Brewing 101: Water

Water is the essence of life and is one of the overlooked, yet most important ingredients in beer by new brewers. It typically makes up about 80–95% of your beer.

In this article, we’ll cover the topic of water at a very high level—just the basics. You can click here to take a deeper dive into the water chemistry of beer.


Water is the secret to turning good beer into great beer. And what’s in the water can make or break a beer.

Water comes from a few sources, including:

  • Private wells
  • Municipal water sources
    • This water can come from aquifers, reservoirs, rivers, or lakes.

Water coming from these sources often has dissolved minerals containing calcium, magnesium, chloride, and sulfate. In the case of municipal water sources, these waters are disinfected by chlorination.

Some water is purified through distillation or reverse osmosis to remove any dissolved minerals.

Water Treatment

Chlorine Removal

It is important to remove chlorine from brewing water, since residual chlorine can cause off-flavors that are reminiscent of band-aids.

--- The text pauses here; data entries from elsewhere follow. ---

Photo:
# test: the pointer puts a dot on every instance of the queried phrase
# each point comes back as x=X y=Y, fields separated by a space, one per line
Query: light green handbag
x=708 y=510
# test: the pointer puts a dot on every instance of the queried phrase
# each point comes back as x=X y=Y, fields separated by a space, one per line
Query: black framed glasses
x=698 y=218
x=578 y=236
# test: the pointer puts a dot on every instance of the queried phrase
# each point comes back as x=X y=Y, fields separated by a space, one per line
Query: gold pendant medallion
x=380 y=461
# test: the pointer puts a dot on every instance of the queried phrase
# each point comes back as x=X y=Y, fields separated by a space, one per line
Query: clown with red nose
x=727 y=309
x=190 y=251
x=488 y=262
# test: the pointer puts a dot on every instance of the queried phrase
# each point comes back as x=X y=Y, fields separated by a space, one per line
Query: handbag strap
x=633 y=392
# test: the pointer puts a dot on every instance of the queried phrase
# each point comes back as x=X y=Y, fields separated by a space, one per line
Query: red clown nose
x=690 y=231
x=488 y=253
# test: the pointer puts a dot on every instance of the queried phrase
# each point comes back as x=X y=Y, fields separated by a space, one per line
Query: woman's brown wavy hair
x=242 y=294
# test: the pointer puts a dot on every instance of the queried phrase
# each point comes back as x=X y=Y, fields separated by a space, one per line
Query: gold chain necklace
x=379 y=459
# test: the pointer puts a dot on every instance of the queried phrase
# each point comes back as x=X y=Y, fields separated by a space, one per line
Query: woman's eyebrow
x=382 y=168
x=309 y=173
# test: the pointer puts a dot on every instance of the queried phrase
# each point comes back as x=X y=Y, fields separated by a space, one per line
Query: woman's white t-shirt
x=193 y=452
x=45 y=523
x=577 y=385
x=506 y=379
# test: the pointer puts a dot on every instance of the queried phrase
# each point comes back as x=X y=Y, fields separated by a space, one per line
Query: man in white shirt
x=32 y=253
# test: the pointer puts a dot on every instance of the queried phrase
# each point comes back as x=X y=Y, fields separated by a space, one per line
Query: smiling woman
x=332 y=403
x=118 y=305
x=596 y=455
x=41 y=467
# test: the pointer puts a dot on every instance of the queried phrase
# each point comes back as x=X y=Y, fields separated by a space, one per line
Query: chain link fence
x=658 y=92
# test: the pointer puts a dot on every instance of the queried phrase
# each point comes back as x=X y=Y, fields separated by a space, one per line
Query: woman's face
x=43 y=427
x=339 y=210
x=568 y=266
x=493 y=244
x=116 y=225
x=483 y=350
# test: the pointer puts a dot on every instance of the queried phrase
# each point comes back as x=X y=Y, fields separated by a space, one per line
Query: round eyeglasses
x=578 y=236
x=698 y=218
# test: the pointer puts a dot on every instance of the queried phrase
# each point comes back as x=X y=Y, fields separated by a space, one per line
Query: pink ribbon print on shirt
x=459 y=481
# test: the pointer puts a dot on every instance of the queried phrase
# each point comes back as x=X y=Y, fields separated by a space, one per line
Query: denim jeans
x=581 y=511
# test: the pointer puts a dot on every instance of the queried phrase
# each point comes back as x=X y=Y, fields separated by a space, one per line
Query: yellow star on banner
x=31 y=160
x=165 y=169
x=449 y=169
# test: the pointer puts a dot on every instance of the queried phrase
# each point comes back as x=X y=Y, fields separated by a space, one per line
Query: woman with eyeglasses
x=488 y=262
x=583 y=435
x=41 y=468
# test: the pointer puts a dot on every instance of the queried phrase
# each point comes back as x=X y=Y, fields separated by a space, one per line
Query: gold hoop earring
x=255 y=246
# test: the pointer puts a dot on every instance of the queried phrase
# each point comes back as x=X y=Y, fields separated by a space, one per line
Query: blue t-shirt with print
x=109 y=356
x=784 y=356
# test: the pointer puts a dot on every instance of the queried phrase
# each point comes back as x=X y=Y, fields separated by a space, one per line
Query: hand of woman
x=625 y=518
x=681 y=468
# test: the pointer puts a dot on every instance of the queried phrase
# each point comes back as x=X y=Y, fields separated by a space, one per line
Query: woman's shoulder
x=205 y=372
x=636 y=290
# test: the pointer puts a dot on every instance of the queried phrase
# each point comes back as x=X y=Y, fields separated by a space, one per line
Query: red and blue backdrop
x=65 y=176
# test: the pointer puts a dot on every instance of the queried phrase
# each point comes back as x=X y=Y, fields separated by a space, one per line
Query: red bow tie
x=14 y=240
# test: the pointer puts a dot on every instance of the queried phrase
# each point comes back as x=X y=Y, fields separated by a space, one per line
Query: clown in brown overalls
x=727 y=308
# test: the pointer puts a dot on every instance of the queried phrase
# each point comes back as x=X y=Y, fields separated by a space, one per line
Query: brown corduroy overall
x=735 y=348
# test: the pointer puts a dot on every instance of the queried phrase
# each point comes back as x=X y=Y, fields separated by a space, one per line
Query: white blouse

Chlorine is not to be confused with chloride. Chloride is an important ion in beer flavor.

For a deeper look at chlorine removal, go here.

What is pH?

pH is a measure of the acidity or basicity of a solution. pH is an important factor in beer that impacts1:

  • how well enzymes work in the mash
  • how proteins will precipitate, or fall out of solution, during wort cooling
  • how bright hop flavor and aroma are perceived in the finished beer

Want to learn more about adjusting pH? Read this!


Calcium is an important ion that impacts1:

  • enzyme activity in the mash
  • how proteins will precipitate during wort cooling
  • how well yeast flocculates, or settles out of solution, after fermentation

What is the Chloride:Sulfate Ratio?

The chloride:sulfate ratio is a comparison of the chloride and sulfate ion amounts. This ratio impacts the feeling of balance in the beer.

Chloride can bring out sweetness from the malt. Chloride also makes a beer feel more “full”—which is a highlight of hazy IPAs—chloride makes them “juicy”!

Sulfate brings out bitterness and crispness in beer—high sulfate concentrations are trademarks of the West Coast IPA.

When the chloride and sulfate concentrations are equal, the beer is more balanced–neither the hop character nor the malt character outshines the other.

When chloride is higher than sulfate, the beer is perceived as more full-bodied. When sulfate is higher than chloride, the beer is perceived as more dry, or light-bodied.2


1Dave Green. “Brewing Water Adjustments”. Accessed 02 August 2023.

2Martin Brungard. “Is the sulfate/chloride ratio important?” Accessed 02 August 2023.